Abstract ES2-1: DNA Repair Pathways and Tumorigenesis

Abstract

Abstract The genome is constantly undergoing DNA damage from endogenous and environmental sources. DNA damage response pathways detect and repair DNA damage and signal to cell cycle checkpoints to allow repair to take place, thus promoting genomic stability. Multiple DNA repair pathways exist: single-strand damage or base errors are repaired by base excision repair, nucleotide excision repair or mismatch repair, while DNA doublestrand breaks are repaired by nonhomologous end joining or homologous recombination repair. These pathways may be used to repair damage caused by anticancer chemotherapy and radiotherapy. Some defects in DNA damage responses are associated with the genomic instability that is a characteristic of cancer.
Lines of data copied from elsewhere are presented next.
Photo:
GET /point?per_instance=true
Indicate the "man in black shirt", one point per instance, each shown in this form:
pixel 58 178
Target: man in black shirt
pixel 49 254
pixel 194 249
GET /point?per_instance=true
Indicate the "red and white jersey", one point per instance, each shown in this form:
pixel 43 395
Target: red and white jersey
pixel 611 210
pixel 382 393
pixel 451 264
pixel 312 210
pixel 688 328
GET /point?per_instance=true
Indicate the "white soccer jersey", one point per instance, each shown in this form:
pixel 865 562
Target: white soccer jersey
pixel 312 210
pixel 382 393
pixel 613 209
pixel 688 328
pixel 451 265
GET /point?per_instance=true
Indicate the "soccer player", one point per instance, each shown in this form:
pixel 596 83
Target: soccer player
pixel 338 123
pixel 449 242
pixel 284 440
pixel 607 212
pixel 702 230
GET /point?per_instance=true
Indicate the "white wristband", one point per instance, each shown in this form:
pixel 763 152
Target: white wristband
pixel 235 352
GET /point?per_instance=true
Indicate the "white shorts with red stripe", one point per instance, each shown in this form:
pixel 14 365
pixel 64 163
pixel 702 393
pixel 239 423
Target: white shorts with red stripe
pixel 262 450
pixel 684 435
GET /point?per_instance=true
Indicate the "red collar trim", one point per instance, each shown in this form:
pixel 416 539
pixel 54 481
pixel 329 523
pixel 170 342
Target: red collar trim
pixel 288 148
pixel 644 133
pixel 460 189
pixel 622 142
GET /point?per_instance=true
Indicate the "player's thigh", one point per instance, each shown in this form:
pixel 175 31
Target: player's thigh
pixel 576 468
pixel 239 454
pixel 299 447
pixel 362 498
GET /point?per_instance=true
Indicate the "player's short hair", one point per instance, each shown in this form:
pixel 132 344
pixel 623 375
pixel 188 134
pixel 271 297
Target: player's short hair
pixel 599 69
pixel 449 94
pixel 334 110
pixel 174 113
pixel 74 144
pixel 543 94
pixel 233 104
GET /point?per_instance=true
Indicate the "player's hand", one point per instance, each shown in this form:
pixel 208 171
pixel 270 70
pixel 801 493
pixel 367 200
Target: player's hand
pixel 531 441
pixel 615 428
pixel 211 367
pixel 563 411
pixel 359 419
Targeting the remaining DNA damage response pathways could potentially result in tumor selective therapies. Poly(ADP-ribose) polymerase (PARP) inhibitors have shown great promise in this respect, and early clinical data are beginning to emerge. PARP inhibitors enhance the activity of several DNA damaging and crosslinking chemotherapeutic agents and ionizing radiation. An exciting aspect is the selective toxicity of PARP inhibitors in DNA defective tumors, such as those associated with BRCA mutations or breast cancers exhibiting the triple-negative phenotype. This discovery has led to a paradigm shift in cancer therapy representing a targeted, tumor-specific, nontoxic therapy that is supported by emerging clinical data. Citation Information: Cancer Res 2010;70(24 Suppl):Abstract nr ES2-1.